VA Flaggers join the Confederate fight






By: Danielle Battaglia
GoDanRiver.com
August 25, 2012

Last Sunday, a new group — the Virginia Flaggers — moved into Reidsville to protest the former site of the Reidsville Confederate Monument.

The Reidsville Confederate Monument was knocked down in May 2011 after a Greensboro man drove into the monument, which was located at the intersection of West Morehead and South Scales streets, striking the base of the monument, which sustained some damage, and knocking the soldier from the top of the base and shattering it.

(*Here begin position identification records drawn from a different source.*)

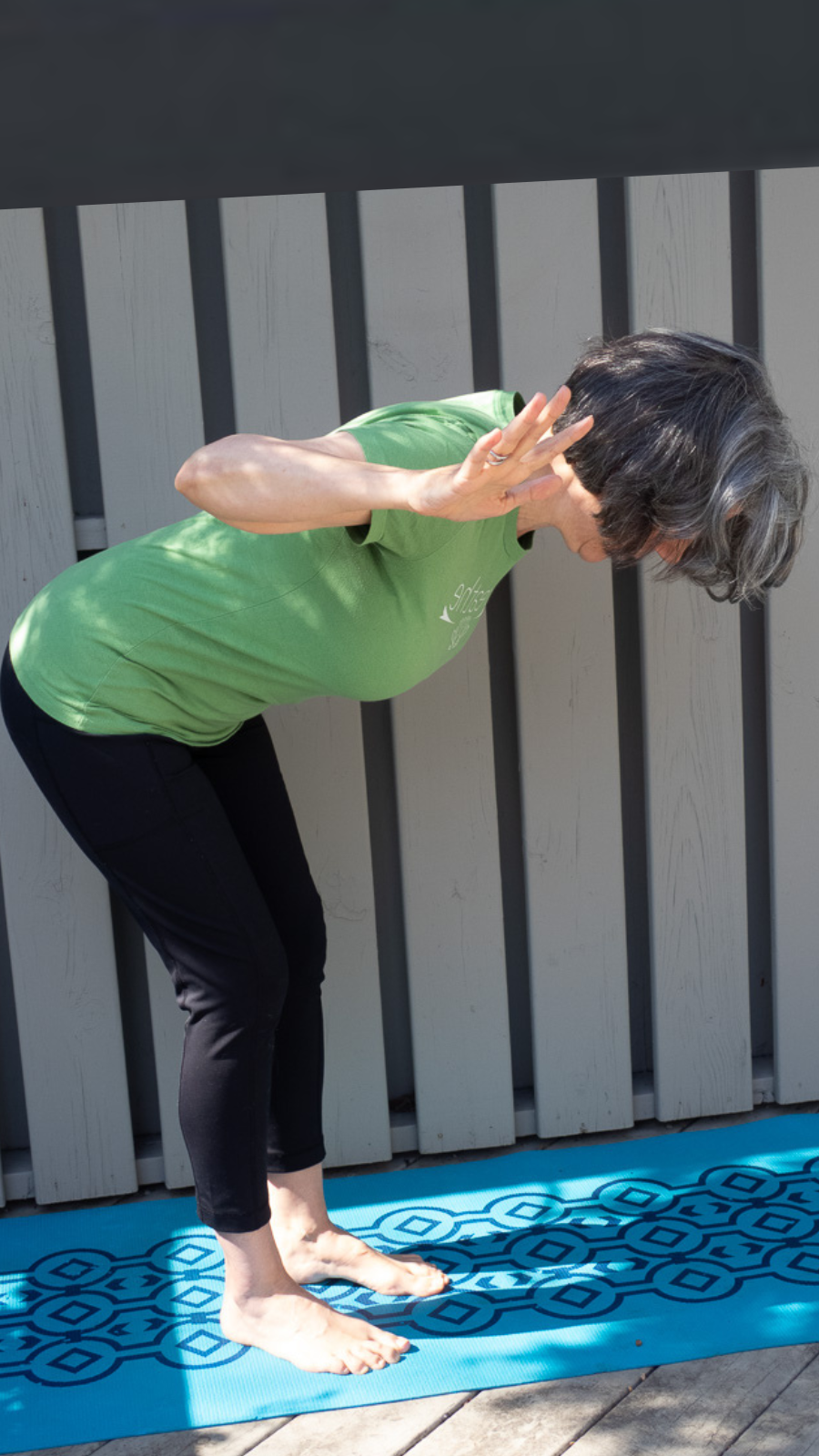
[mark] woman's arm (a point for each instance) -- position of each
(266, 485)
(271, 487)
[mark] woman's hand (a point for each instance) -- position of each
(480, 488)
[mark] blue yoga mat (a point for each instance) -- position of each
(562, 1263)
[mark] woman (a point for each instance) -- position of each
(133, 686)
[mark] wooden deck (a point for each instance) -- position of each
(763, 1402)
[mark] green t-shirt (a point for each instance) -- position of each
(194, 628)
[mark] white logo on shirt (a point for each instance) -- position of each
(460, 613)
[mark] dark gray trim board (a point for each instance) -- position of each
(153, 99)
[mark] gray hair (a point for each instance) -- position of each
(688, 443)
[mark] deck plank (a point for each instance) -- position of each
(790, 1426)
(229, 1441)
(370, 1431)
(695, 1405)
(521, 1419)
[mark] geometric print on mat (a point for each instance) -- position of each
(80, 1314)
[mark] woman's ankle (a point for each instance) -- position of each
(252, 1266)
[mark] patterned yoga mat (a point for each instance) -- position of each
(562, 1263)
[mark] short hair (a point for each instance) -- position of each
(690, 443)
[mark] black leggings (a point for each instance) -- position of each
(201, 846)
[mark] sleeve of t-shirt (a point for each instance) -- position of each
(421, 436)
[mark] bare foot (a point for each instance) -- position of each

The Virginia Flaggers aren’t from this area. They drove from Richmond, Va., to stand in the cold rain and protest. There reasoning was to raise awareness of what’s taking place with the monument and the anger they feel over the monument not being returned to its intersection.

“The shock and disbelief that when someone damages a 101-year-old Confederate Monument and it isn’t replaced, and that the United Daughters of the Confederacy and the city of Reidsville took action to move it to a cemetery in the back of town,” Susan Hathaway, one of the flaggers, said, “all over the country people are outraged.”

To Hathaway and the Virginia Flaggers, Confederate monuments, flags and other memorabilia is as important as other war memorials, because it’s a way to honor her ancestors who fought in the war. Hathaway pointed out the men who fought in the Civil War didn’t do it out of choice, but out of loyalty because North Carolina and Virginia called on them to do so.

Hathaway said there is a widespread need for political correctness, which includes removing all things Confederate-related from view.

“There are few uneducated people who want to remove it,” Hathaway said.  “This is the last vestige of honor and dignity. Pennies and nickels were scraped together by the ladies of the UDC to create this.”

Hathaway said people have become heated and it becomes hard to get information across but if people stopped to talk with them, they’d realize why they were there and what they were about.

Hathaway said they’re not a racist group. A couple walked past them with a child. Hathaway said the couple told their child, “Its OK, they’re not racist.”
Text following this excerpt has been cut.